Sauver le marché
Située au cœur de la province de Santa Fe, cette ancienne colonie agricole voit son développement s’intensifier après la Première Guerre mondiale, notamment grâce à ses productions laitière et céréalière notables, son artisanat, mais également avec un nombre important de lieux culturels qui lui valent le surnom de « capitale du théâtre ».
C’est dans ce contexte qu’est construit en 1929 ce bâtiment d’inspiration italienne. Destiné à accueillir le marché, il est finalement réhabilité en terminal de bus en 1969, puis en dépôt automobile. Désaffecté depuis 2009, il se trouve pourtant en cœur de ville, à deux pas de la place du 25-Mai, ce qui en fait un élément patrimonial majeur méritant de reprendre vie, pour que l’histoire continue.
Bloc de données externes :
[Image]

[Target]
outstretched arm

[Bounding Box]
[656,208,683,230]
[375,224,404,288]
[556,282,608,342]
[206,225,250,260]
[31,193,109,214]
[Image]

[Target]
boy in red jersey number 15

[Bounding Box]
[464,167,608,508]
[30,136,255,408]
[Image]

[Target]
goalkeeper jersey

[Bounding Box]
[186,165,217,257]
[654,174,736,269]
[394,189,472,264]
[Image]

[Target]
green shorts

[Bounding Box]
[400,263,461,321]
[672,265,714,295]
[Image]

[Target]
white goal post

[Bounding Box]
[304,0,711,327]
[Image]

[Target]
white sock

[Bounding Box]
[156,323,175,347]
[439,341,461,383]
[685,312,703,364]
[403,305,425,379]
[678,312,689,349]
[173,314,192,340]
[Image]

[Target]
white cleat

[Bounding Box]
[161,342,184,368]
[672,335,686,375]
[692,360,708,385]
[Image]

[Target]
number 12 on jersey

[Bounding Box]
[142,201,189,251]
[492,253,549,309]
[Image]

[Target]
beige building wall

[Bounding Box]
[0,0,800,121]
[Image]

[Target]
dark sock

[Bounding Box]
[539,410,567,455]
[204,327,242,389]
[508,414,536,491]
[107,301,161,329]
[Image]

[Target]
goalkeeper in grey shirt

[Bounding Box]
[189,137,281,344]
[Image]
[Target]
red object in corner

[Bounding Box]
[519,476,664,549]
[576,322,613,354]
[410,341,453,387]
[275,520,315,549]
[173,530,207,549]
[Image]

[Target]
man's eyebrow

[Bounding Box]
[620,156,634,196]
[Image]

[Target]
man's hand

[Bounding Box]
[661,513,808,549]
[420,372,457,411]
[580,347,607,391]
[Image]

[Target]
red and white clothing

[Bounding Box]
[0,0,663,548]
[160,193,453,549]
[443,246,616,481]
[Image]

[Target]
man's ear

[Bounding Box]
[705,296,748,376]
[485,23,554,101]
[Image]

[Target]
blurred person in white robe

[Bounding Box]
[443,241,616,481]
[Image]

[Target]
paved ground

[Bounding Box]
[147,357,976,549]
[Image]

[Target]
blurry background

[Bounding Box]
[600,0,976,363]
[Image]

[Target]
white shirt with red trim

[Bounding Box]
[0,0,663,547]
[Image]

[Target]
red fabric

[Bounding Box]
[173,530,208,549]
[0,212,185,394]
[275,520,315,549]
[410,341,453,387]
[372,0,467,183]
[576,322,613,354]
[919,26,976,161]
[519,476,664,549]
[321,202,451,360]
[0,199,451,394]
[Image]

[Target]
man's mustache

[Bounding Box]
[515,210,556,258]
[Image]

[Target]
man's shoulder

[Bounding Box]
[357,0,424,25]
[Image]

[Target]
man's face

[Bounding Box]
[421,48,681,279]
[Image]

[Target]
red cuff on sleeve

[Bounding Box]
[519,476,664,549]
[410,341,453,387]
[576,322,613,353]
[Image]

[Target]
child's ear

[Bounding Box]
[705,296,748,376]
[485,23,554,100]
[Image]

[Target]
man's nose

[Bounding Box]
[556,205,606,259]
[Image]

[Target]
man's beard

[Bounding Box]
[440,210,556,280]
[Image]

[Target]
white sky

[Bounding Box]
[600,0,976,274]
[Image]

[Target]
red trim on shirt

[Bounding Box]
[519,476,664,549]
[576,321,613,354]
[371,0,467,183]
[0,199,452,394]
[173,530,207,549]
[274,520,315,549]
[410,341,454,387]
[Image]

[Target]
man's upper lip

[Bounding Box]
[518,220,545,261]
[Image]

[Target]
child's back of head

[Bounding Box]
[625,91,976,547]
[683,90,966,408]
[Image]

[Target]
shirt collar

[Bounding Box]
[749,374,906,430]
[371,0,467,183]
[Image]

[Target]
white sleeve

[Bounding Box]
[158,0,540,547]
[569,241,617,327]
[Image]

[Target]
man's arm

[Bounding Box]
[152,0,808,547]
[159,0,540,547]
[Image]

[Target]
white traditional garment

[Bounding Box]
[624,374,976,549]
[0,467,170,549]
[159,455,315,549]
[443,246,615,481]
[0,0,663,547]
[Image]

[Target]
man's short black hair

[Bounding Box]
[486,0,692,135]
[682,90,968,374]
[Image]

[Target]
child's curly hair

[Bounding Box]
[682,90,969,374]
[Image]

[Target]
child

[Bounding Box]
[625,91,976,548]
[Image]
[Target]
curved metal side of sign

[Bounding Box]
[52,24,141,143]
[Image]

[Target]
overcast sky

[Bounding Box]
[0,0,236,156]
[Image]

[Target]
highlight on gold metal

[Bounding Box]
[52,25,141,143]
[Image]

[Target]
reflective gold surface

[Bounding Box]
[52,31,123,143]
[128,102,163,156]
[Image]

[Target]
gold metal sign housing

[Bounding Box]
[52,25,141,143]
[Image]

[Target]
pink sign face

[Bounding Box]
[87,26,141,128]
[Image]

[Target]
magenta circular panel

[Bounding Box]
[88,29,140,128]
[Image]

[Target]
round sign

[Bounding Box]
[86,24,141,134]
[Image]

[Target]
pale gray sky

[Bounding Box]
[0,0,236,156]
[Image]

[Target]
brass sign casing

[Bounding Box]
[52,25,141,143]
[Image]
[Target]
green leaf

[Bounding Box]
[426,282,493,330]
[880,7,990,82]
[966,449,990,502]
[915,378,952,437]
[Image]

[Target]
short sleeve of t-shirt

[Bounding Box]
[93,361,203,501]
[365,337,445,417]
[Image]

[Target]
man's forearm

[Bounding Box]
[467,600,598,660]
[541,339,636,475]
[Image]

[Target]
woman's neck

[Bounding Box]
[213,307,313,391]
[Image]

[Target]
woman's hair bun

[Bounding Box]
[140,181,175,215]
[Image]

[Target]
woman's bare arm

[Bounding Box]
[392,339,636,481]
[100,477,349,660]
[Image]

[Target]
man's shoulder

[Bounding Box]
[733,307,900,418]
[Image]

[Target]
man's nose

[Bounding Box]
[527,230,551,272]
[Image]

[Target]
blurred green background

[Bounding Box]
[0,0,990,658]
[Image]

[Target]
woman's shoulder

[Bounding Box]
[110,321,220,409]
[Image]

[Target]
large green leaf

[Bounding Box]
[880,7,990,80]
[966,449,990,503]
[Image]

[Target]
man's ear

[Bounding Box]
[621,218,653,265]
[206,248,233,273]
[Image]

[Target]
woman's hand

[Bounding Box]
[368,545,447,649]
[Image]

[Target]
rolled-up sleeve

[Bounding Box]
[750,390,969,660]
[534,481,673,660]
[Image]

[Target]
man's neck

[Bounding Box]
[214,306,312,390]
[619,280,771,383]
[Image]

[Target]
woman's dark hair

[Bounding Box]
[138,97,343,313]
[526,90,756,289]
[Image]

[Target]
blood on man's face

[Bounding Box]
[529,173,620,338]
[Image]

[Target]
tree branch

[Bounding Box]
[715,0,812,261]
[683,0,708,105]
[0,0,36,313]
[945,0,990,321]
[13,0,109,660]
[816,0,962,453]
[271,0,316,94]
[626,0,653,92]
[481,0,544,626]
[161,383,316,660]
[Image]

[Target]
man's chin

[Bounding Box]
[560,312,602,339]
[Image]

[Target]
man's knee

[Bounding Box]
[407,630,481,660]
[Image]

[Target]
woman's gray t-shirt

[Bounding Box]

Ainsi tout naturellement les Rafaelinos se sont investis dans le projet de reconversion de l’édifice, considéré comme un lieu historique communautaire. Grâce à un processus participatif, institutions et habitants ont pu débattre et esquisser ensemble un programme qui le valorise au quotidien. Permettre la rencontre, proposer une mixité d’usages, promouvoir les produits locaux, tels furent les enjeux définis pour le futur centre culturel.
L’équipe d’architectes retenue imagine alors un projet à long terme, dont la première étape concerne la rénovation du bâtiment existant. Il accueille désormais le musée municipal des Beaux-Arts Urbano-Poggi, la bibliothèque et les archives de la ville, l’école des arts visuels Miguel-Flores, tout en maintenant les commerces présents. À l’avenir est également prévue la démolition des édifices accolés à la façade est, pour libérer une place publique autour de laquelle se développera un centre de congrès ainsi qu’un ensemble hôtel-bureaux.
Se glisser
Soucieux de conserver les qualités structurelles et esthétiques du bâtiment, les architectes ont procédé à une simple remise à neuf de l’enveloppe extérieure en pierre blanche, préférant investir l’intérieur du bâti. Le projet part alors à la reconquête d’une fluidité de l’espace, perdue au fur et à mesure de ses reconversions.
Au rez-de-chaussée, une structure massive en béton, peinte en blanc, renferme le musée et la bibliothèque, tout en s’ouvrant généreusement sur la future place publique par une paroi vitrée continue. L’ossature métallique de l’étage contraste alors par sa légèreté et dialogue avec la charpente existante en s’immisçant entre chacune de ses fermettes. La volumétrie atypique qui en résulte offre de vastes espaces modulables, qui s’étendent sur une large mezzanine où peuvent s’installer toutes formes d’ateliers. La réponse des architectes, par son écriture austère et l’usage de matériaux nobles, renvoie l’image d’une infrastructure solide, qui se veut durable et adaptable dans le temps.
Asymétrie
Conçu pour maintenir au frais les produits vendus au marché, le bâtiment s’organisait historiquement autour d’un espace central introverti, bordé par des locaux de services et de commerces qui s’ouvraient sur les rues alentour. La proposition audacieuse de l’équipe d’architectes renverse ce schéma en orientant le rez-de-chaussée et l’étage vers la future place publique, définissant ainsi une nouvelle géométrie spatiale. L’asymétrie du projet suggère alors une autre lecture du bâtiment, désormais largement ouvert à l’est. Cette relation physique et visuelle forte avec l’extérieur offre la possibilité d’étendre les activités sur la place et de participer à son dynamisme. À l’échelle de la ville, le projet global réinterprète la trame urbaine par un jeu d’angles, transformant cet îlot, autrefois compact et renfermé, en un nouveau lieu de vie ouvert, qui s’articule avec l’espace urbain environnant.